Equal parts staggering and dazzling, the Moxie Bottle House was spawned by the most groundbreaking of all soft drinks sold only on the east coast. As any New Englander will attest, were one to add a splash of licorice flavoring to liquefied, carbonated greatness, it would taste like Moxie. The bubbly beverage is in and of itself a taste of history, too. Invented 134 years ago by Union’s Dr. Augustin Thompson, Moxie Nerve Food*, as it was then called, was the first ever mass-produced soda.

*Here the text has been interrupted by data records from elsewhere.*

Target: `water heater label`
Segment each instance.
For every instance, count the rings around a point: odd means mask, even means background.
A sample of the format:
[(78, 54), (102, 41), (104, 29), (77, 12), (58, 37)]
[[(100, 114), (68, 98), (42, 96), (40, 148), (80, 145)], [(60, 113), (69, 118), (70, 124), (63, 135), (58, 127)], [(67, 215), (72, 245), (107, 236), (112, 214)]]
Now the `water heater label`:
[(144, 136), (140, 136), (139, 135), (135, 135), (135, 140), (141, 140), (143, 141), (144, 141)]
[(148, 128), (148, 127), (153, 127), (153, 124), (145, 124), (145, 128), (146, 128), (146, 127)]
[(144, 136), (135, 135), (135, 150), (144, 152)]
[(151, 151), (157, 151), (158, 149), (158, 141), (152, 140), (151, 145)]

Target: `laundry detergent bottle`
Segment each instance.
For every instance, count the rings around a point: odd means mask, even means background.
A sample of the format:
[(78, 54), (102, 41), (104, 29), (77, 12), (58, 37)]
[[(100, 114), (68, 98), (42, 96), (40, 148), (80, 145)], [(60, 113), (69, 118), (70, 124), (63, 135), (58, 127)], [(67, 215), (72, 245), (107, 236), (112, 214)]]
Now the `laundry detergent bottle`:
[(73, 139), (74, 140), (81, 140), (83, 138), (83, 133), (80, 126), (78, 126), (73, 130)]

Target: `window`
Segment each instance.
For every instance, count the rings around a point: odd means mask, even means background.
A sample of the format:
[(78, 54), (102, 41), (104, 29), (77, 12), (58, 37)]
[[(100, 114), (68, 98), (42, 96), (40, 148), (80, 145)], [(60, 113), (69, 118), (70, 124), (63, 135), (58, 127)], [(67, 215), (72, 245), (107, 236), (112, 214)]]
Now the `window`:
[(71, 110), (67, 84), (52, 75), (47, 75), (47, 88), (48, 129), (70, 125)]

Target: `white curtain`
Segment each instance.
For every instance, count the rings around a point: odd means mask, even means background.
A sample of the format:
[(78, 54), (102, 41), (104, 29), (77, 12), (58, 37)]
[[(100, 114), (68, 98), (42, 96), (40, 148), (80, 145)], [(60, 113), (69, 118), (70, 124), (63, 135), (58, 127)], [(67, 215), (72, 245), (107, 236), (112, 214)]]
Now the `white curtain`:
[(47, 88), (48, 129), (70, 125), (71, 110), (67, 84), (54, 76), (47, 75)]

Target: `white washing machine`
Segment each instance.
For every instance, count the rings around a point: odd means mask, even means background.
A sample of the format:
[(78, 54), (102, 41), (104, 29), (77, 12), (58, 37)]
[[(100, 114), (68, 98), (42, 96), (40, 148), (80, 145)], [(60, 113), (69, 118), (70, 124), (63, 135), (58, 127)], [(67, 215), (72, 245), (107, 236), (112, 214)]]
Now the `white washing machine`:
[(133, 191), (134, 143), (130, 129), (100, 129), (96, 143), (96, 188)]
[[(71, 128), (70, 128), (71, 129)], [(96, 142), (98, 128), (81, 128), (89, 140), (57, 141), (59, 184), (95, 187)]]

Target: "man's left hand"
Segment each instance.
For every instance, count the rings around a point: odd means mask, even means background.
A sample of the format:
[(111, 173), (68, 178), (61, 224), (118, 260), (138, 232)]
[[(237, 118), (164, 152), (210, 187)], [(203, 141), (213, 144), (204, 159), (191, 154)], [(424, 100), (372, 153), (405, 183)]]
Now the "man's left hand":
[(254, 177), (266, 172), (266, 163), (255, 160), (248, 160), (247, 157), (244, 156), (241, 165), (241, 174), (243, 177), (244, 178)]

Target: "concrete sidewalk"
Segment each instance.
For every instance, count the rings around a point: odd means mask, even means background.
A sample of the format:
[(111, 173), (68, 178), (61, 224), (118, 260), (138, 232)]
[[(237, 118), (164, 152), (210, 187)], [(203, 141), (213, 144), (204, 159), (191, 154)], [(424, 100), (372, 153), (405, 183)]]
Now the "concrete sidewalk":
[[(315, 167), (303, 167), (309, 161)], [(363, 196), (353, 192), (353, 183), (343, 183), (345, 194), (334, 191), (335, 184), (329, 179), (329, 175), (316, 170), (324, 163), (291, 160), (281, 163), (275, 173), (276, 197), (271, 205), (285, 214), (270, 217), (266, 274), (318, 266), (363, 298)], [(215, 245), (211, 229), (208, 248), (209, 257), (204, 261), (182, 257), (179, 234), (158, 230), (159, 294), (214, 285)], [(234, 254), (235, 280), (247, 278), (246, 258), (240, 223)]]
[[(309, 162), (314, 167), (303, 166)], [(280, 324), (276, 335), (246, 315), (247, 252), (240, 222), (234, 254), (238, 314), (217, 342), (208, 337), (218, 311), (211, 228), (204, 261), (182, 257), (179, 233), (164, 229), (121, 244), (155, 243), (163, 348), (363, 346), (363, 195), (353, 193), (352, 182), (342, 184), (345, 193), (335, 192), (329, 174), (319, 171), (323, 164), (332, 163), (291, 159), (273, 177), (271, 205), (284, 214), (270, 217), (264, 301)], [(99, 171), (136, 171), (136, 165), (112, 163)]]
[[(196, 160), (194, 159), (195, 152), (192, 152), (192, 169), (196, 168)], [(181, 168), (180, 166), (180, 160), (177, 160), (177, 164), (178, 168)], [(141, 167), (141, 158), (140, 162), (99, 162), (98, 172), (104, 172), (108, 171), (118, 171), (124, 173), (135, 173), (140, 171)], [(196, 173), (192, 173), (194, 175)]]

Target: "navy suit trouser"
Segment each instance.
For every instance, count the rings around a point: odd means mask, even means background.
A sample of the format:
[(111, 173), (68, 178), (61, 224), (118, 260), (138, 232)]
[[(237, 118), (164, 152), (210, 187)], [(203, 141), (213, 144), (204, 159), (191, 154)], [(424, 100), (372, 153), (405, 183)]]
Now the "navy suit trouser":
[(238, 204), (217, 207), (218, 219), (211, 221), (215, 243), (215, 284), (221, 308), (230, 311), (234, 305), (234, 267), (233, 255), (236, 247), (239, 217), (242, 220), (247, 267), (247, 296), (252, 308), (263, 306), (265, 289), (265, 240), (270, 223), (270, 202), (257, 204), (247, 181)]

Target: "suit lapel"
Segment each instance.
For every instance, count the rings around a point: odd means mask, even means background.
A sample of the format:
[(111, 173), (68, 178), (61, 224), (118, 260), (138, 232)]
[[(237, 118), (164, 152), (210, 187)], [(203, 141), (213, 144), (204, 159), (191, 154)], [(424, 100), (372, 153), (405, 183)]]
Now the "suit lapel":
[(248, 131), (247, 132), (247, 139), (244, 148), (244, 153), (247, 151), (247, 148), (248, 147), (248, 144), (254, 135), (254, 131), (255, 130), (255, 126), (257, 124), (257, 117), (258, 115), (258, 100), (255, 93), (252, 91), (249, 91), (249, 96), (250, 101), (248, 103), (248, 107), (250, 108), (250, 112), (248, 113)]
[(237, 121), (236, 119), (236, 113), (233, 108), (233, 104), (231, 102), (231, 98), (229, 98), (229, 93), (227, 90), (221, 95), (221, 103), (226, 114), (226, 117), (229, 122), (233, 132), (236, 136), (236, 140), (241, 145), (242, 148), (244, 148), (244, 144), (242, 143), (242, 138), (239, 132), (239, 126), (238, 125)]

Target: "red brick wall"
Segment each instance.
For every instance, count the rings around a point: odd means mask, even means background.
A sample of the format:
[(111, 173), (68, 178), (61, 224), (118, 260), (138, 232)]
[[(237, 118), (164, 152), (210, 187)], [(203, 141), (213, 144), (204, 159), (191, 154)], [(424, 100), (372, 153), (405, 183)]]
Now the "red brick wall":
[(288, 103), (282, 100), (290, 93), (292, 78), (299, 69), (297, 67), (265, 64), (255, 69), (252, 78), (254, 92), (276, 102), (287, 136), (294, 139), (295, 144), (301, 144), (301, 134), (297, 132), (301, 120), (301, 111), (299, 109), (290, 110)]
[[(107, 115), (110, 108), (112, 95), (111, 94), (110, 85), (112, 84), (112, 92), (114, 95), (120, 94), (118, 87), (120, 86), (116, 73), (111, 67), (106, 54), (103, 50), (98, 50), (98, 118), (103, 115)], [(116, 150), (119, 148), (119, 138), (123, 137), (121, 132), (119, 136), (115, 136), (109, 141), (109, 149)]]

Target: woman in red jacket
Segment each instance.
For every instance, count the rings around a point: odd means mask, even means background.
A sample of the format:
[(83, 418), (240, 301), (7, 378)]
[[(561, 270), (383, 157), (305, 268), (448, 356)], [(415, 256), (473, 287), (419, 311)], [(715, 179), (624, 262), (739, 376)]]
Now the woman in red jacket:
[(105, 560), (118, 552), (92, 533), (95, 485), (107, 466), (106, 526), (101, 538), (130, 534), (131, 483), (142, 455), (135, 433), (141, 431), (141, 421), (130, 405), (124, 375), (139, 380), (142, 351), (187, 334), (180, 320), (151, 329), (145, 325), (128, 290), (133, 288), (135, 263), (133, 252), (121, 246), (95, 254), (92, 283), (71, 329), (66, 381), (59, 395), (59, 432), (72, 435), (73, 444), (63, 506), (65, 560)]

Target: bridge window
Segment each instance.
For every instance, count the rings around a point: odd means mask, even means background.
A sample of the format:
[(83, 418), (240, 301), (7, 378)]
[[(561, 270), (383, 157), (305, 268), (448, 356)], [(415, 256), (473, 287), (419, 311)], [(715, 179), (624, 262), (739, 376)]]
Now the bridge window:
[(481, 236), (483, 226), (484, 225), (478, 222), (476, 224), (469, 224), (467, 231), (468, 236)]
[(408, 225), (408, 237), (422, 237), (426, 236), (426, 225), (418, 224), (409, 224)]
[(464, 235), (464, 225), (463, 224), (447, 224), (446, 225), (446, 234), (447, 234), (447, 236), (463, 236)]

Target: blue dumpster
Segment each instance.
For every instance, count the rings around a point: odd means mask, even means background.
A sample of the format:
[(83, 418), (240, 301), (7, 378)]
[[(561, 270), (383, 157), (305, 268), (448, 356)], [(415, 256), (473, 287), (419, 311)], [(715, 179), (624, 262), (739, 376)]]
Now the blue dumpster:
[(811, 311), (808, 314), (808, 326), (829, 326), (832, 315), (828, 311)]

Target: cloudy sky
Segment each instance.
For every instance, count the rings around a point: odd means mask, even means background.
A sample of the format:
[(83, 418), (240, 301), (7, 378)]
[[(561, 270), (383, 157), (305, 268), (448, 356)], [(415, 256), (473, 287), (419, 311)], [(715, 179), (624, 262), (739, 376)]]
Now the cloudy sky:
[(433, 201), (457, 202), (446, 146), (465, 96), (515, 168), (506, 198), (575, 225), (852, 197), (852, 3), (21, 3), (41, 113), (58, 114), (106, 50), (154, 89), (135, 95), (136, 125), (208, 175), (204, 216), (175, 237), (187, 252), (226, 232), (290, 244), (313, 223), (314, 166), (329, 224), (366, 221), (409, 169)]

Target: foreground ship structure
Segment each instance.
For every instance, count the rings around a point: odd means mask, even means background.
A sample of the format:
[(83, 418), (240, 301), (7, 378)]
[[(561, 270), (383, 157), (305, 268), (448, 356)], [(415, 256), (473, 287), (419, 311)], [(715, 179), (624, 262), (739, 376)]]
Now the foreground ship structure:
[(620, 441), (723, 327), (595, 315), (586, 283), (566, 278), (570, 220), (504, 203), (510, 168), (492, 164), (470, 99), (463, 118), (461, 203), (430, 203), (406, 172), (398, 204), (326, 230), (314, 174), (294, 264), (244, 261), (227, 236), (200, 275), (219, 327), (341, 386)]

It all began when the fizzy phenom’s marketing team envisioned the Moxiemobile: a transportable structure capable of touring the country and spreading the proto-pop’s good word. The neon orange, 33 foot-tall billboard on wheels visited many a conference and amusement park in its day. Although it didn’t drum up enough business to stock shelves nationwide, the gigs did present customers with the rare, quasi-matryoshka opportunity to sample a frosty glass from within a wooden Moxie replica before returning to reality via an outdoor slide.
Brilliant though it may have been, the publicity campaign was abandoned in favor of the newer, sleeker “Horsemobile”. Life after advertising was not kind and after a brief stint as a private vacation cottage, the Moxie House fell into ruins.
The Moxie Congress, a fan club of sorts, has recently joined forces with the Matthews Museum of Maine Heritage to develop the site as a museum. Scarred by the ravages of age and desertion, the Moxie Bottle House Museum now features the largest collection of “Moxiana” memorabilia in the land. Although no longer actually made in Maine, Moxie is nevertheless the Pine Tree State’s Official Soft Drink.
* Moxie Nerve Food was originally promoted as a “food for the nerves which has been proven to cure imbecility and loss of manhood”.